Based on investigation it seemed that the beam search generation, although giving highest Rouge scores, lacked diversity and followed too closely the neutral (simplified) sentences. The sampling methods introduced more interesting unpredictability to the generation and thus were preffered.

This is not surprising. [Ari Holtzman et al. (2019)](https://arxiv.org/abs/1904.09751) argues that high quality human language does not follow a distribution of high probability next words. In other words, as humans, we want generated text to surprise us and not to be boring/predictable:

Screenshot 2023-09-17 211703.png

## Summary:

This excercise was about trying to generate sentences which would sound simple enough yet had a distinct, somewhat grim and evocative flavour of George Orwell's prose. For this task we took Orwell's 1984 novel and converted it into a training set where simple sentences would be matched with Orwell's version of them and the model would be fine tuned to try to mimic the writer's style of conveing the same thought but in Orwell's distinctive style.

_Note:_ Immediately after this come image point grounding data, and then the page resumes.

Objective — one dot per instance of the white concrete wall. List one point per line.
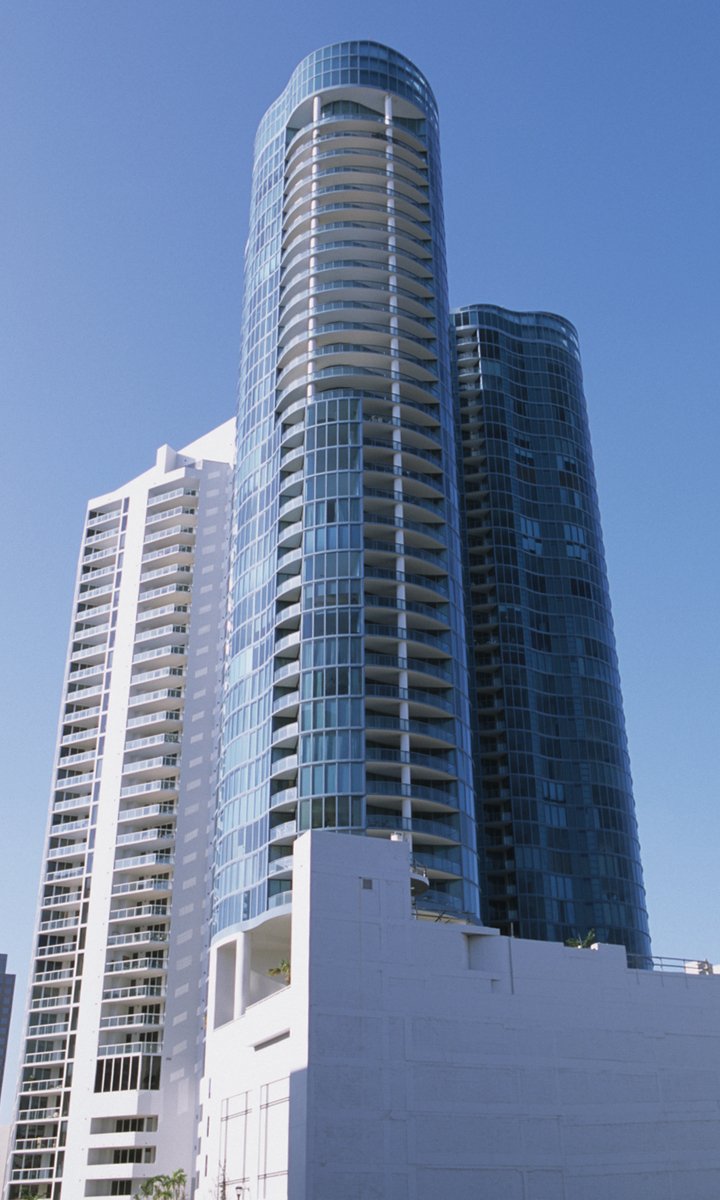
(436, 1062)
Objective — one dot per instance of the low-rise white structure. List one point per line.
(411, 1060)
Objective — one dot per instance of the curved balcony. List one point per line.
(425, 829)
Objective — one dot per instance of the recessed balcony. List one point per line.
(286, 736)
(285, 766)
(281, 868)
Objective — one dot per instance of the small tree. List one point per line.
(163, 1187)
(282, 969)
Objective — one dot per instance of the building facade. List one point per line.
(113, 1041)
(558, 839)
(6, 994)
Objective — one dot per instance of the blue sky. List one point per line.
(581, 175)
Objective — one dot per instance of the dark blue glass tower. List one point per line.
(557, 831)
(347, 700)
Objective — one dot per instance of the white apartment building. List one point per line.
(108, 1079)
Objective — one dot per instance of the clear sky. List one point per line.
(581, 168)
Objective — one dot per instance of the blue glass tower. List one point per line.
(558, 837)
(346, 701)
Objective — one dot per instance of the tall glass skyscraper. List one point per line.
(557, 831)
(346, 702)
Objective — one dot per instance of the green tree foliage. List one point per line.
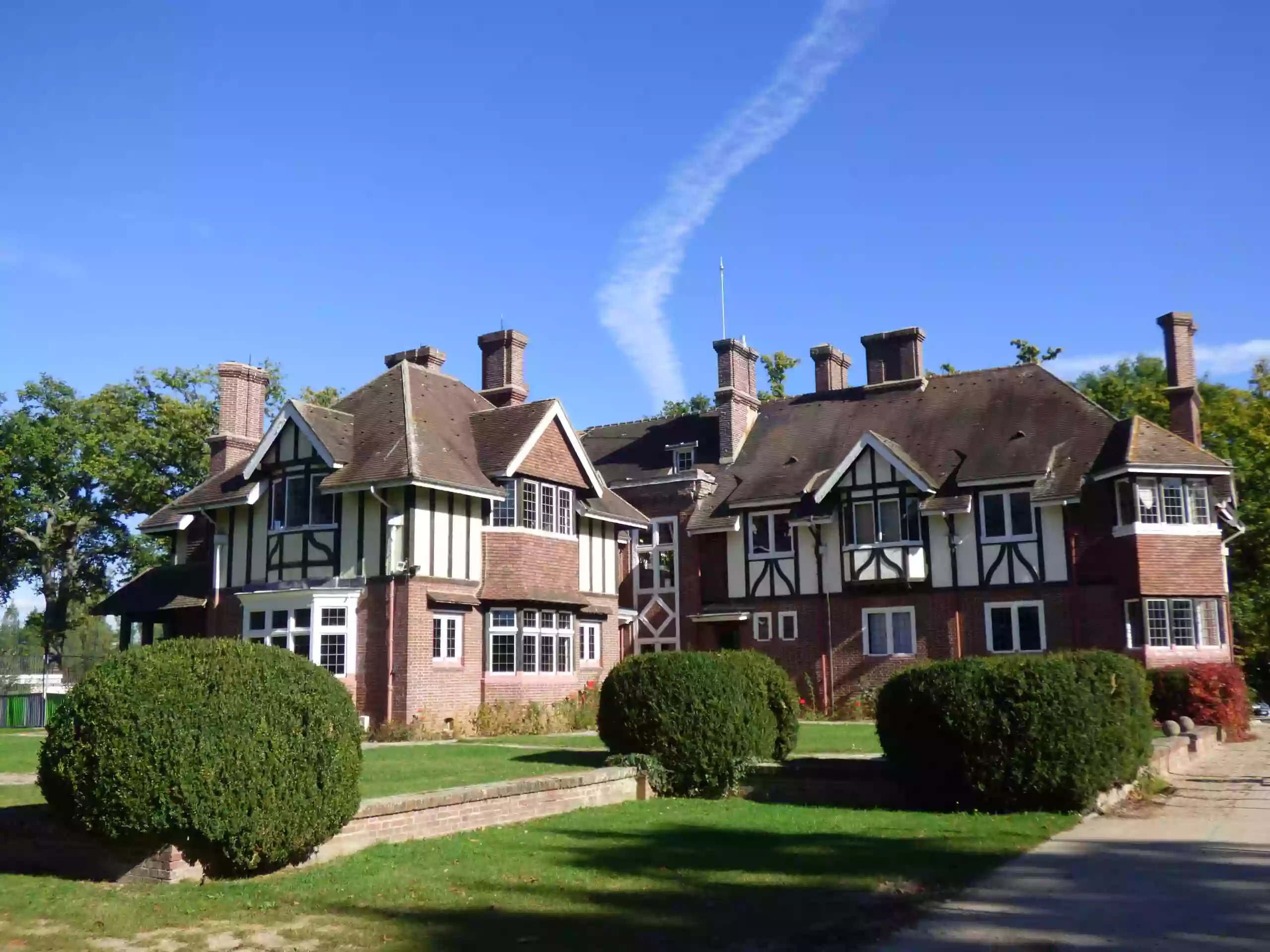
(1236, 427)
(1030, 353)
(327, 397)
(75, 470)
(778, 366)
(698, 404)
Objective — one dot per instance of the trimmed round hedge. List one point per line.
(704, 716)
(244, 757)
(1023, 733)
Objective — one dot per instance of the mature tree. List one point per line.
(1030, 353)
(698, 404)
(75, 470)
(778, 366)
(327, 397)
(1236, 427)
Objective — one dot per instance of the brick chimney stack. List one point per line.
(1183, 391)
(831, 368)
(504, 367)
(427, 357)
(894, 355)
(737, 397)
(243, 390)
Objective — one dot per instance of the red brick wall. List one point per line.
(553, 460)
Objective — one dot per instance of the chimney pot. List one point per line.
(242, 394)
(1183, 391)
(894, 355)
(831, 368)
(504, 367)
(427, 357)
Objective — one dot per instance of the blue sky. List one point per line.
(324, 183)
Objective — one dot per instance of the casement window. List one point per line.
(447, 638)
(762, 622)
(1006, 516)
(770, 535)
(504, 511)
(786, 626)
(289, 624)
(1184, 622)
(1015, 626)
(295, 502)
(654, 550)
(545, 642)
(882, 521)
(588, 644)
(889, 631)
(530, 504)
(1162, 502)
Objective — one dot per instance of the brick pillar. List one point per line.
(1183, 391)
(504, 367)
(737, 397)
(894, 355)
(243, 390)
(831, 368)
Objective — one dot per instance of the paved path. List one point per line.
(1192, 874)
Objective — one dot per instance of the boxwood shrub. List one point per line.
(1020, 733)
(699, 714)
(781, 699)
(244, 757)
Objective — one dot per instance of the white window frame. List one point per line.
(590, 647)
(890, 630)
(1012, 536)
(770, 516)
(766, 617)
(1014, 626)
(781, 617)
(444, 655)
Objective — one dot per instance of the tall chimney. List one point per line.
(831, 368)
(737, 397)
(894, 355)
(1183, 391)
(242, 419)
(426, 357)
(502, 367)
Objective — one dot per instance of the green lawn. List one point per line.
(665, 874)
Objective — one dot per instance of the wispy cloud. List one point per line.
(1218, 359)
(41, 262)
(652, 250)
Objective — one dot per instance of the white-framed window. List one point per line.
(654, 551)
(588, 644)
(296, 503)
(564, 511)
(770, 535)
(529, 504)
(316, 625)
(1015, 626)
(1184, 622)
(447, 638)
(786, 626)
(504, 511)
(502, 640)
(889, 631)
(762, 622)
(1006, 516)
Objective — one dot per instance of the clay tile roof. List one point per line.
(334, 428)
(502, 431)
(162, 588)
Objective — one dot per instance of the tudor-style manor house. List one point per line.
(436, 546)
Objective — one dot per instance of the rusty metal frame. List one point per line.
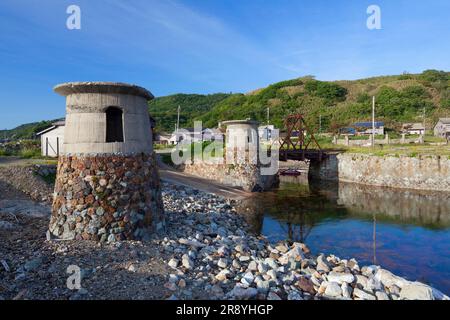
(296, 123)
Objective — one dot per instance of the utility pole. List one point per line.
(178, 119)
(320, 123)
(424, 114)
(373, 121)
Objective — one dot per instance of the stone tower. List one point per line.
(107, 185)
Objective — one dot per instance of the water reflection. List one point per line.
(405, 231)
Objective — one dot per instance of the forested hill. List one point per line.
(26, 131)
(400, 98)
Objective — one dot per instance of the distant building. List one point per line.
(212, 134)
(413, 128)
(366, 127)
(52, 139)
(347, 131)
(267, 132)
(442, 128)
(162, 138)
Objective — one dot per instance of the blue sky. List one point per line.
(206, 46)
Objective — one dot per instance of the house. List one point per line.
(413, 128)
(366, 127)
(442, 128)
(347, 131)
(267, 132)
(186, 136)
(52, 139)
(212, 134)
(162, 138)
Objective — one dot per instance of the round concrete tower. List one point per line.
(107, 185)
(241, 141)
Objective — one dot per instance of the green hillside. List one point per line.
(193, 106)
(26, 131)
(399, 98)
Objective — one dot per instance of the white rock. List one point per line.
(333, 290)
(416, 291)
(247, 279)
(322, 264)
(271, 263)
(363, 295)
(187, 262)
(340, 277)
(252, 266)
(223, 275)
(361, 280)
(346, 290)
(222, 263)
(236, 264)
(263, 286)
(273, 296)
(388, 279)
(241, 293)
(173, 263)
(272, 274)
(295, 295)
(381, 295)
(244, 258)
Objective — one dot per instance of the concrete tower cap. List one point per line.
(68, 88)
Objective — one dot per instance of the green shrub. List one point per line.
(29, 153)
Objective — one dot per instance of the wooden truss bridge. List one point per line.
(299, 142)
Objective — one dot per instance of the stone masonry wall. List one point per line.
(246, 176)
(421, 173)
(106, 198)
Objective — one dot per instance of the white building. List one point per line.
(413, 128)
(267, 132)
(442, 128)
(52, 139)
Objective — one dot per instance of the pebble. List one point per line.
(247, 279)
(273, 296)
(322, 264)
(381, 295)
(252, 266)
(333, 290)
(363, 295)
(222, 263)
(173, 263)
(241, 293)
(187, 262)
(340, 277)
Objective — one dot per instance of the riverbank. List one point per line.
(402, 172)
(207, 252)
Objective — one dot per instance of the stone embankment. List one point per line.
(227, 261)
(30, 180)
(206, 252)
(420, 173)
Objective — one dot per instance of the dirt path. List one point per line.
(179, 178)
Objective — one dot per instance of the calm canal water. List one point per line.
(406, 232)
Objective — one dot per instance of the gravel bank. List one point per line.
(206, 252)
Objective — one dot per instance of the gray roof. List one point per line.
(102, 87)
(444, 120)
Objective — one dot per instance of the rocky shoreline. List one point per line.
(206, 252)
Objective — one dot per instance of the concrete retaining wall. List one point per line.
(246, 176)
(420, 173)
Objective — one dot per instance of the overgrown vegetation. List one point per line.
(401, 98)
(26, 131)
(27, 149)
(165, 109)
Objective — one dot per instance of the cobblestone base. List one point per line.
(106, 198)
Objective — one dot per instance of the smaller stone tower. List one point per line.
(107, 185)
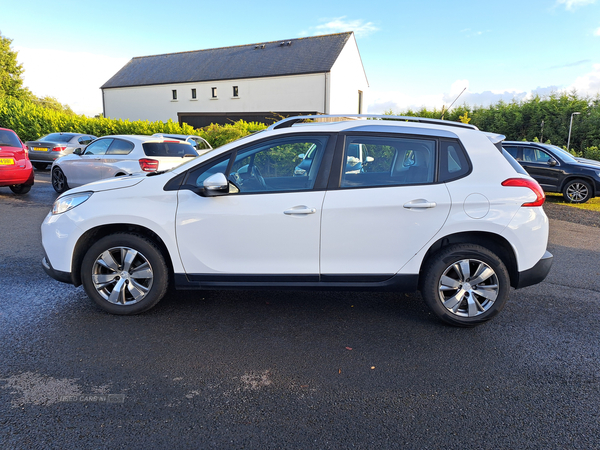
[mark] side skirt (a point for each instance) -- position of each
(402, 283)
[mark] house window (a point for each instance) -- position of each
(360, 102)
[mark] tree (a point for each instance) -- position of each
(11, 83)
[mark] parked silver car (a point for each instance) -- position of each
(49, 148)
(201, 145)
(119, 155)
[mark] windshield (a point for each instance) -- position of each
(56, 137)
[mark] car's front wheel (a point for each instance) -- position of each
(20, 189)
(465, 284)
(124, 273)
(577, 191)
(59, 180)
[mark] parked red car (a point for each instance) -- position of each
(16, 170)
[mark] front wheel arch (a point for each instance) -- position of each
(93, 235)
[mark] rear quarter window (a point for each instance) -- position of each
(515, 165)
(454, 163)
(169, 149)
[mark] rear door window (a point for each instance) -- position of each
(387, 161)
(9, 139)
(172, 149)
(98, 147)
(120, 147)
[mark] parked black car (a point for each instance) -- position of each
(557, 170)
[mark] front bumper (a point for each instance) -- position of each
(63, 277)
(537, 273)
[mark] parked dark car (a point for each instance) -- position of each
(49, 148)
(557, 170)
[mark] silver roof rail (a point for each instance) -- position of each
(290, 121)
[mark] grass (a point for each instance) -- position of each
(591, 205)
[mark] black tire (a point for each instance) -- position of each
(577, 191)
(125, 274)
(20, 189)
(39, 166)
(59, 180)
(447, 288)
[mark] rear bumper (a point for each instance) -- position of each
(18, 176)
(537, 273)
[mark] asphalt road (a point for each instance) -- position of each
(294, 370)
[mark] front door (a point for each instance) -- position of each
(269, 224)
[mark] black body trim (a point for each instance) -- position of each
(537, 273)
(402, 283)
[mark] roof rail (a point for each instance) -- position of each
(290, 121)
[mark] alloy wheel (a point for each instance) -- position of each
(122, 275)
(468, 288)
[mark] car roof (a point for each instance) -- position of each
(143, 138)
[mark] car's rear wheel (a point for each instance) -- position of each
(465, 284)
(59, 180)
(125, 274)
(20, 189)
(39, 166)
(577, 191)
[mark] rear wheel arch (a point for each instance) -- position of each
(93, 235)
(493, 242)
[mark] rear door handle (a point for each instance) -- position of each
(420, 204)
(300, 210)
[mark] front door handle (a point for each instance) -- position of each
(420, 204)
(300, 210)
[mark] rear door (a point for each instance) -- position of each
(376, 219)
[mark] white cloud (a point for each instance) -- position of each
(398, 102)
(589, 83)
(73, 78)
(573, 4)
(341, 24)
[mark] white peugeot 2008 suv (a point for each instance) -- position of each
(438, 206)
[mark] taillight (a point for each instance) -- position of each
(149, 165)
(531, 184)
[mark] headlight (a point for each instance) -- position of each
(67, 202)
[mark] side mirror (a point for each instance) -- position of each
(215, 185)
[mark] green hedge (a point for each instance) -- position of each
(31, 121)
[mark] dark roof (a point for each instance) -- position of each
(315, 54)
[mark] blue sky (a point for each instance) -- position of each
(415, 53)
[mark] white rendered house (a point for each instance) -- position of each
(319, 74)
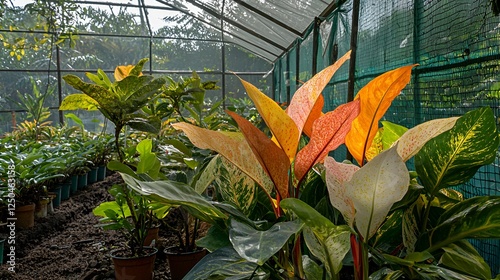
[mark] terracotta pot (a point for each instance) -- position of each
(152, 235)
(25, 216)
(139, 268)
(181, 263)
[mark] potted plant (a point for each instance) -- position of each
(133, 215)
(372, 200)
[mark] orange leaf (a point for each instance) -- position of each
(316, 112)
(280, 124)
(304, 99)
(376, 98)
(272, 158)
(122, 71)
(329, 132)
(232, 146)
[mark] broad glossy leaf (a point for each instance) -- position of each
(374, 188)
(78, 101)
(477, 217)
(414, 139)
(376, 97)
(462, 256)
(232, 146)
(329, 132)
(454, 156)
(176, 193)
(234, 186)
(215, 239)
(272, 158)
(305, 98)
(328, 242)
(259, 246)
(101, 95)
(281, 125)
(224, 263)
(336, 176)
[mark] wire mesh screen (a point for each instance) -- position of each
(456, 45)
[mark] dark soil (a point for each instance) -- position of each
(68, 245)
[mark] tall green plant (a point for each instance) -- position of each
(120, 101)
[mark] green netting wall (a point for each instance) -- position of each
(457, 47)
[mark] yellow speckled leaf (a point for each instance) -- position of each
(304, 99)
(414, 139)
(232, 146)
(376, 98)
(272, 158)
(328, 133)
(280, 124)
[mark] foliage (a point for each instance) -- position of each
(376, 198)
(120, 101)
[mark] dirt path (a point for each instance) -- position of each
(67, 245)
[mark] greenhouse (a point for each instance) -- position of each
(249, 139)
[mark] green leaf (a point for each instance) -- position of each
(477, 217)
(258, 246)
(103, 210)
(454, 156)
(234, 186)
(215, 239)
(328, 242)
(391, 133)
(176, 193)
(461, 256)
(78, 101)
(224, 263)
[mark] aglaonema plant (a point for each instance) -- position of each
(280, 169)
(119, 101)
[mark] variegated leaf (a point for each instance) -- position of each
(328, 133)
(272, 158)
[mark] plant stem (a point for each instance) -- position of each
(364, 258)
(426, 214)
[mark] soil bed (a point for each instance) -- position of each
(68, 245)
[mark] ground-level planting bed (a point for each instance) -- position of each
(68, 245)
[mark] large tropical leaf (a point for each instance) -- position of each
(327, 242)
(272, 158)
(328, 133)
(259, 246)
(371, 191)
(316, 113)
(414, 139)
(336, 176)
(376, 97)
(177, 193)
(234, 186)
(477, 217)
(78, 101)
(305, 98)
(280, 124)
(454, 156)
(224, 263)
(232, 146)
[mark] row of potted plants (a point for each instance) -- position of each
(47, 170)
(283, 209)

We used OpenAi's gpt-3.5-turbo to generate simplified sentences from Orwell's original sentences and then trained Meta's Llama2-7B-chat version of the model on the pairs of simplified-orwells pairs of sentences. The model has been fine tuned on appx. 3370 samples (utterences, most of which were single sentences, but some shorter ones were concatenated). Model has been trained in couple of configurations and compared. The evaluation set consisted of 177 utterances. For the evaluation Rouge scores (Rouge-1, Rouge-2 and Rouge-L) have been used, however the qualitive insight into some of the samples produces helped figure out the best of the models.

Conclusions from the training:
1. Fine-tuning corrected the misbehaviour of pretrained Llama2-7b. Prompting the fine-tuned Llama2-7b to rewrite sentences in the style of Orwell's prose would yield much better results compared to pretrained model. Before fine tuning, Llama2-7b seemed to simply be applying generic, lush style of fiction novels, rambling on and expanding the sentences with little regard to original content.
2. It was observed on the evaluation set after re-write from finetuned model the simplified, neutral sentences would be adorned with occasional similies and the adjectives would be changed to more evocative and intense. The structure of the sentences would also be sometimes changed, but not as often as possible.
3. In the same time the sentence would stick strongly to the formulation of the simplified version, which is its strength (compared to rambling pretrained Llama2) but also its weakness - not being able to offer any methaphores or in many cases expand on the sentences with some flair.
4. The reason to this restrictive mode of produced output can be the very modest size of the training set. It contains only around 3.4k of samples, many of which were not diversed enough to rewrite in the first place (but they were not filtered out to not reduce further the size of the dataset). It's probable that if additional sources were used for fine tuning (other examples of fine prose by Orwell, like his essays and other novels) the results would be better.
5. Also it's worth noting that the training dataset created with the use of OpenAi gpt-3.5-turbo did not always create perfect neutral, simplified sentences (it would either strip too much of content or too little of style), making it even harder for the model to learn valuable cues.